Capodanno a Olbia: la pioggia non ferma la festa, Isola Bianca gremita per Marco Mengoni e Lazza

DiRedazione

01/01/2026

Olbia ha salutato il nuovo anno con una notte intensa e partecipata, nonostante una pioggia insistente che ha accompagnato quasi senza sosta l’intera serata. All’Isola Bianca una folla numerosa e composta, arrivata da tutta la Gallura e non solo, determinata a non rinunciare ai festeggiamenti dell’ultimo dell’anno. Dopo la presentazione di Claudio Guerrini di RDS, Marco Mengoni è apparso sul palco avvolto in un lungo cappotto nero e ha salutato il pubblico con parole sincere e partecipate: «Grazie di aver aspettato. Siete dei veri eroi. Buonasera Olbia». Un saluto accolto da un lungo applauso, mentre sotto il palco si apriva un mare di ombrelli colorati, simbolo di una presenza coraggiosa e calorosa.
Nel corso del suo intervento, Mengoni ha condiviso anche una riflessione sentita, sottolineando come in Sardegna sarebbe importante disporre di uno spazio adeguato e coperto per ospitare grandi concerti, una struttura polifunzionale capace di valorizzare la musica dal vivo in ogni stagione. L’artista ha poi ringraziato l’amministrazione comunale e il sindaco Settimo Nizzi, prima di rivolgere i suoi auguri alla città in vista della mezzanotte. Il concerto è stato un vero viaggio musicale, impreziosito da una band di altissimo livello e da coriste straordinarie, capaci di sostenere e valorizzare la voce di Mengoni con grande professionalità ed eleganza. I musicisti, affiatati e impeccabili, hanno contribuito a creare uno spettacolo potente e coinvolgente, capace di superare anche le difficili condizioni meteo.

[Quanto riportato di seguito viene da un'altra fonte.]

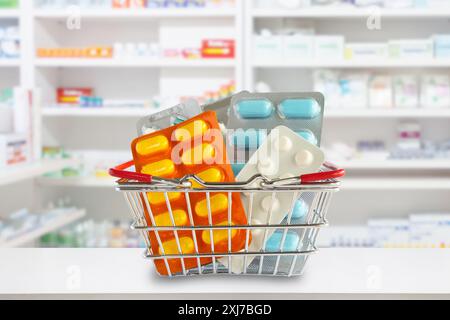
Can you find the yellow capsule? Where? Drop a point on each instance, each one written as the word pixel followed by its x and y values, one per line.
pixel 171 247
pixel 163 168
pixel 219 203
pixel 198 155
pixel 158 198
pixel 218 235
pixel 164 220
pixel 191 130
pixel 210 175
pixel 152 146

Allo scoccare della mezzanotte, sul palco sono saliti il sindaco di Olbia e Marco Balata, assessore al turismo, insieme allo staff di RDS per il tradizionale saluto di buon anno. Nel corso dei saluti istituzionali, il sindaco di Olbia Settimo Nizzi con battute e risate ha ringraziando il pubblico per la grande partecipazione nonostante le condizioni meteo difficili. Il primo cittadino ha sottolineato la volontà dell’amministrazione comunale, insieme a Marco Balata, di continuare a lavorare per portare in città eventi di alto livello, capaci di valorizzare Olbia e di offrire momenti di festa e condivisione a cittadini e visitatori.
A intervenire è stato anche Marco Balata, che con una battuta ha riassunto lo spirito della serata: «Capodanno bagnato, capodanno fortunato». Balata ha poi ringraziato calorosamente il pubblico, sottolineando come la grande presenza di persone, arrivate anche da fuori città, nonostante la pioggia e le difficili condizioni meteo, rappresenti la prova che l’obiettivo dell’evento è stato pienamente centrato. La scelta di portare a Olbia due grandi artisti per salutare il nuovo anno si è rivelata vincente, capace di attrarre pubblico e di trasformare l’Isola Bianca in un punto di riferimento per i festeggiamenti di Capodanno. Subito dopo, il cielo sopra il porto si è acceso con uno spettacolo pirotecnico di grande effetto: fuochi d’artificio spettacolari hanno illuminato la notte, attirando gli sguardi di tutti verso l’alto, nonostante la pioggia battente. La serata è poi proseguita con l’esibizione di Lazza, che ha animato il palco dell’Isola Bianca con la sua energia e il suo stile. A causa del maltempo, dopo lo spettacolo pirotecnico una parte del pubblico ha lasciato l’area, ma sotto il palco sono rimasti soprattutto giovanissimi, decisi a continuare la festa fino a tarda notte.
In chiusura del suo concerto, prima di lasciare il palco, Marco Mengoni ha voluto rivolgere un pensiero profondo e sentito al pubblico, augurando a tutti un buon anno. Ha espresso la speranza che il nuovo anno possa aggiustare e risolvere tante cose che in quello appena trascorso non hanno funzionato, auspicando soprattutto pace, in un momento storico segnato da difficoltà e tensioni. Parole semplici ma intense, accolte da un lungo applauso, che hanno dato alla serata un significato che andava oltre la musica.
Un Capodanno bagnato dalla pioggia ma acceso dalla musica, dalla partecipazione e dalla voglia di stare insieme, che Olbia difficilmente dimenticherà.